Review Summary: Beauty meets abuse.
As I listen to Efrim Menuck’s latest,
Pissing Stars, I’m left in astonishment. For all the trappings Godspeed You! Black Emperor had engaged in ever since
Asunder, Sweet and Other Distress came out to a fanbase grown weary of the patience-trying direction the collective had opted to take, I find Menuck’s work on the other hand to be the exact opposite of a typical Godspeed album and more immediate in its attempt to convey its message to its audience. It’s not about Godspeed and it
never was about Godspeed;
Pissing Stars – embarrassing title aside – does its best to note this, despite the inevitability that there will be comparisons made between the band’s more recent works with Menuck’s newest work. Both sides incorporate the usage of droning instrumental passages, dissonant soundscapes, and both are composed with a heavily political slant that, for better or worse, borders on the refined edge of pretension.
What does this all mean for
Pissing Stars though? The politics of Godspeed, and Menuck by extension, are one and the same;
Pissing Stars is no different, although its origins may be different from other albums Menuck has been involved in to date. The press release (more an anecdote, if anything) depicts a teenaged Menuck reading of the brief romance between the television personality Mary Hart and Mohammed Khashoggi, the son of the Saudi Arabian arms dealer Adnan. “The televisual blonde and the rich Saudi kid with the murderous father,” as Menuck put it, remained an object of obscured interest throughout several decades, finally being excised for all to see on
Pissing Stars. The songs are, like Hart and Khashoggi’s union, strange and vulgar; they’re ugly, morbid, and not quite destructive but don't offer hope to those looking for it.
A song like “The State and Its Love and Genocide” isn’t exactly sunny fare, for a matter of fact, it’s hideous. Wave upon wave of pulsating drones dominated by croaked murmurs and chirping electronics set up only the ugliest of outlooks such as the one Menuck gives us, and by proxy, Hart and Khashoggi; the instrumental “Hart_Khashoggi” is a mood piece, distorted guitars and soothing synthesizers joining together to create a soundscape that is all the more disturbing when taking the origins of
Pissing Stars into account. “A Lamb in the Land of Payday Loans” is outstanding in its normality, driven by the cheapest sounding vintage drum machine in the nearest vicinity; and with its kitsch, a faint ray of light in a realm of boundless darkness before the likes of “LxOxVx/Shelter in Place” snuff it out for good to make way for a heavier serving of Menuck’s trademark gloom-and-doom dystopian tragedies.
As time goes on and each listen takes me further into the hideous sounds created all for the sake of narrating an equally atrocious joining of persons some thirty-plus years ago, everything is, believe it or not, in its right place on a hopeless record like
Pissing Stars.
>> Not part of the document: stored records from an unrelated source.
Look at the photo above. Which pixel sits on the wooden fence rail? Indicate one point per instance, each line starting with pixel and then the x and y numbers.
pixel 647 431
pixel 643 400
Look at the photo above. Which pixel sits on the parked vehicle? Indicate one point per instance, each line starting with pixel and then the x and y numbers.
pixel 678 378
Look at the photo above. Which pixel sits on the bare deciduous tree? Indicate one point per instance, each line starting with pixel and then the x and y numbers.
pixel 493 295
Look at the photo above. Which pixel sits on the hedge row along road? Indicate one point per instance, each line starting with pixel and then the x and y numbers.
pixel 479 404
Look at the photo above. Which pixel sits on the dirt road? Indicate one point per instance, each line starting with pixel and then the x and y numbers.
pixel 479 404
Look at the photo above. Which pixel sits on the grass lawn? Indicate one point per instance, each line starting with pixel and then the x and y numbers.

Efrim Menuck was once fascinated by this tale of two very different people finding love as a drugged-up teenager living in a basement somewhere in Montreal; and in the present day, through a record like this, I feel a lingering sense of intrigue in that whirlwind romance that was ultimately doomed as it began. It’s a romance that ultimately has become a footnote in the lives of those who lived it and bore witness to it; when Menuck sings about it, it’s not beautiful at all to think of nor would you expect it to be. And with a relationship that was reduced to tabloid fodder,
Pissing Stars crafts it into something far beyond revolting and into a monolithic beast of despair. There is no hope in the words Menuck sings, only pain.